I knew that I had to taste her as she had tasted me, so I pushed her skirt up above her hips and lowered my face to her already wet and waiting cunt. After kissing her velvet lips gently, I tried to ripple my tongue along her clit as she had done for me, eagerly probing the moist folds inside her with two fingers. She let out these low, loud moans that sounded like a jazzy growl and that made me want to thrust my fist inside her and scream with delight. When she finally begged me to, I pull my fingers out and curled then into my palm so that Monique could grind against my knuckles. When she finally froze in a spasm of pleasure, she frothed over my hand, soaking me up to the fingertips and forearm.

Spent and sated, none of us bothered showering after the meeting. When I finally had the energy to pull my sweats back on, I quickly felt a warm rush moisten my crotch.

“This is why we wear skirts to the Friday book club meetings.” Debra patted the wet spot of my crotch and winked at me.

After kissing Monique goodnight and hugging Lara and Alyson, I left with
Debra and Bonnie. We got coffee at a drive-through donut shop, giggling like school girls who had just skipped class.

“So what do you think of the bookclub?” Debra asked me right before she
turned into my driveway.

“I have a lot to learn” I said as the car same to a stop.

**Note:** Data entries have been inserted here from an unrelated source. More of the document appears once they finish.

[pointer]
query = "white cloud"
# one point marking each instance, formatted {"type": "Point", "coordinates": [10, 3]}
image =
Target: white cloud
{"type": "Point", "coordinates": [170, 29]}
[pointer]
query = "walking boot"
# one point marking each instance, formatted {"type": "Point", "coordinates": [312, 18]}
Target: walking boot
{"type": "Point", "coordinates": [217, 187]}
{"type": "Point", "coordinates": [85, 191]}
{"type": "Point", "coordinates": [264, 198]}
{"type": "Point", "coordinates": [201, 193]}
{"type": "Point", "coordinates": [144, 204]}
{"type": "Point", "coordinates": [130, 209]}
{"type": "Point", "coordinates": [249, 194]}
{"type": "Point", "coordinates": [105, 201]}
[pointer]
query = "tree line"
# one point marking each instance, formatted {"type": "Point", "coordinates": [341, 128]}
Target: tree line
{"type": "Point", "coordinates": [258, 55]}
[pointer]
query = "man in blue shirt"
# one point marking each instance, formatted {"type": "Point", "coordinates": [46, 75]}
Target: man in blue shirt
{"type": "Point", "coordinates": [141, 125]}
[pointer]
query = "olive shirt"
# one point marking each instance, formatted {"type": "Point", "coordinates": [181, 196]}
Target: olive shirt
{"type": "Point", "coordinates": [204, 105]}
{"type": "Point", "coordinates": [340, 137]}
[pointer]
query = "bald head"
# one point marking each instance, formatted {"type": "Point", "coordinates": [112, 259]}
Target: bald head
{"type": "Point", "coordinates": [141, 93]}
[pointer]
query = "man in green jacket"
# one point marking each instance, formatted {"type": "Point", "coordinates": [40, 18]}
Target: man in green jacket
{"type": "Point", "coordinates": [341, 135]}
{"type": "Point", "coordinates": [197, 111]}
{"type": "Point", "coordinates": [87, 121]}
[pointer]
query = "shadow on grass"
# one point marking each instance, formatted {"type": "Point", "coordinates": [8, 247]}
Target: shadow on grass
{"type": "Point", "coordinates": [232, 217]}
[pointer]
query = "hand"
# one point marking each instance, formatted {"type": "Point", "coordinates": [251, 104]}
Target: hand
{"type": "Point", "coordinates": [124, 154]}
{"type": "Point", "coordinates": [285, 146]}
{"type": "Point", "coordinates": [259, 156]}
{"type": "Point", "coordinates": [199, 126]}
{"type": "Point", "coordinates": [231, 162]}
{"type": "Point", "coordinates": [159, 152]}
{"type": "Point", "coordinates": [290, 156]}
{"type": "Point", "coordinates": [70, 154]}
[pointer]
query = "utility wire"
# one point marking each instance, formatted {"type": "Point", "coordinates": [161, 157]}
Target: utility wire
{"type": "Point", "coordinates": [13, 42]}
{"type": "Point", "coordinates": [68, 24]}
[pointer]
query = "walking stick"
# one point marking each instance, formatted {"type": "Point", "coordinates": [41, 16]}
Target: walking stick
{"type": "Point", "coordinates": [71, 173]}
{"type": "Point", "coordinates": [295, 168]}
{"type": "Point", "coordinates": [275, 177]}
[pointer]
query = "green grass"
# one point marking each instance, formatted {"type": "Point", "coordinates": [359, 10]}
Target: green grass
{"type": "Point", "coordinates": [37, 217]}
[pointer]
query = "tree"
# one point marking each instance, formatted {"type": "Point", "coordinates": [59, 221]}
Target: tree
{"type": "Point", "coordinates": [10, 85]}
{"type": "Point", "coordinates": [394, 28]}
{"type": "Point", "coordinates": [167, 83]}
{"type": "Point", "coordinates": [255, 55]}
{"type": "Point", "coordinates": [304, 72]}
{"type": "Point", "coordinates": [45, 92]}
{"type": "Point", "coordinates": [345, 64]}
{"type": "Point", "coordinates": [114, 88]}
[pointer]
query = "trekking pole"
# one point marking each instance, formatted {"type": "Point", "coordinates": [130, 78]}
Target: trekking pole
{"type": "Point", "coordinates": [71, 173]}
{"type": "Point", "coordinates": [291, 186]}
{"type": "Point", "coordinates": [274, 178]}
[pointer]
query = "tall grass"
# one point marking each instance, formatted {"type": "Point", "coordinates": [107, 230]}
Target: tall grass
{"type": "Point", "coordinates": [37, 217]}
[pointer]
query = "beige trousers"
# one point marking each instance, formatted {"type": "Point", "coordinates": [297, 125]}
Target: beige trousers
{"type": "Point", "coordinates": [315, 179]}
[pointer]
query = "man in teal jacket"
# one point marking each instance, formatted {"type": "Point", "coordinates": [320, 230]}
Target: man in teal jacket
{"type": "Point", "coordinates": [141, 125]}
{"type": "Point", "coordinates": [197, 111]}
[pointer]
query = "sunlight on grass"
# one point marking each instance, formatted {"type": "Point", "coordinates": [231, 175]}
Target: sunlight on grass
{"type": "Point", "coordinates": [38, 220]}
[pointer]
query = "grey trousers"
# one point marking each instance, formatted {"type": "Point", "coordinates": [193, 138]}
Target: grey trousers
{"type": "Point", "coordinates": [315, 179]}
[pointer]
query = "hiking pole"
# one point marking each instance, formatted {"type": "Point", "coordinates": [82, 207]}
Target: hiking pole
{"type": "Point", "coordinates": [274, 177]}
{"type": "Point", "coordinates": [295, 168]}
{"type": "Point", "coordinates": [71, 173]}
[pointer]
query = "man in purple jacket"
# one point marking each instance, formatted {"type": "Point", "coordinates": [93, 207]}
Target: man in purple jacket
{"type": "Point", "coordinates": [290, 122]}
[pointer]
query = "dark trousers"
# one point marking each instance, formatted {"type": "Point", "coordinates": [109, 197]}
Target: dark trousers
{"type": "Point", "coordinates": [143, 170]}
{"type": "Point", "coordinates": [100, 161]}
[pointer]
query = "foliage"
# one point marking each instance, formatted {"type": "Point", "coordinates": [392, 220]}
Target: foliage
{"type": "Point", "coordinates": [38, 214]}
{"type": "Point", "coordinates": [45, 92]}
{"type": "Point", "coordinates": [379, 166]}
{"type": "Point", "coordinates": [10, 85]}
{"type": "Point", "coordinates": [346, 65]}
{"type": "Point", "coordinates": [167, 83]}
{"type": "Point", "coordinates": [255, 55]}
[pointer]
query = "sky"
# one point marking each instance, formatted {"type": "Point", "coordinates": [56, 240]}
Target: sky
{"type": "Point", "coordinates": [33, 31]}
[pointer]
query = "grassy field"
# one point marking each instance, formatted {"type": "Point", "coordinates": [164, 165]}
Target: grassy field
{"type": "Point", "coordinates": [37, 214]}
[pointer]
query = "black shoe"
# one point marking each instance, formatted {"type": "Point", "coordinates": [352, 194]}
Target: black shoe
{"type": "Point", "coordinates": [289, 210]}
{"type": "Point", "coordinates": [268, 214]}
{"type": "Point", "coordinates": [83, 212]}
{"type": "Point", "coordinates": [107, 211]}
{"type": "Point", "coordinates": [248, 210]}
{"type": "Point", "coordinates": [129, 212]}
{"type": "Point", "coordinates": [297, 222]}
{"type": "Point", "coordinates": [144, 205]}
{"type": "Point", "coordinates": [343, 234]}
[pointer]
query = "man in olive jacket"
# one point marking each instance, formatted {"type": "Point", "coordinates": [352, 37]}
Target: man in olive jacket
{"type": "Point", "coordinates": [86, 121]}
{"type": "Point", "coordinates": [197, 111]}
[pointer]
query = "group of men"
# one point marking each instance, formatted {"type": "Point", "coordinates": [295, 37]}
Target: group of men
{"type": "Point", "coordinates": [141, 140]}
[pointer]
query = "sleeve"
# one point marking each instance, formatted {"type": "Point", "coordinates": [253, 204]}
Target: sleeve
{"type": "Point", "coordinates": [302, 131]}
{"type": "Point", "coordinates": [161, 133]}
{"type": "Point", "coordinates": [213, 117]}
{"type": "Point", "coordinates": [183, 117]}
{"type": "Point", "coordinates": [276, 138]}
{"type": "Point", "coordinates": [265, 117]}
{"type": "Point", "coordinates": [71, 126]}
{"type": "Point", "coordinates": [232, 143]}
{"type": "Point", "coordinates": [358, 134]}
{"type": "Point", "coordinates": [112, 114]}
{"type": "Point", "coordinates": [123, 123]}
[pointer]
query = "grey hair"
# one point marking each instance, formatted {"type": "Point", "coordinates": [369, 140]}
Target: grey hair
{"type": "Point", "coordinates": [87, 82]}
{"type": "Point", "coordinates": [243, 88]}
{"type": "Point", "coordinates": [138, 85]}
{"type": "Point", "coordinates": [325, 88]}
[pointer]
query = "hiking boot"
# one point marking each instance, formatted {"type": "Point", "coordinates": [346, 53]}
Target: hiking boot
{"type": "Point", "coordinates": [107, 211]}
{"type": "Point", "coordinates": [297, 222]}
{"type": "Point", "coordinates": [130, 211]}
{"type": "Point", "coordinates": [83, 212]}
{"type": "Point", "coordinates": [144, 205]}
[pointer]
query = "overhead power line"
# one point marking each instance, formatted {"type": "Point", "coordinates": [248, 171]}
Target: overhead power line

“You’re going to converse with everyone in the book club, right?” Bonnie turned around in the passenger seat and flashed her dark eyes at me, her lips slightly parted in a smile.

With a tingle between my legs and a twinkle in her eye, I nodded and kissed them both goodnight. I sauntered into the house and followed the ghostly neon flashing into the living room.

“How was the meeting?” Ernest asked without even looking up from his Alien Invaders game.

I momentarily considered telling him, but knew that it would neither arouse nor enrage him because he would probably just tune me out. I shrugged and went upstairs to brush my long grey hair, which had become unravelled and frizzy from the heat and exertion. I ran my nose along my arm and touched my fingers to my lips, knowing that as long as I had the Friday night book club to look forward to, Ernest could play with his joystick until the cows came home or the aliens destroyed the earth. I’ve been a member of the Friday night book club for almost two years now and I have never felt the least pang of conscience when it comes to Ernest. After all, I’m just an old retired lady taking the time to have some good old fashioned fun; and I’ve earned it.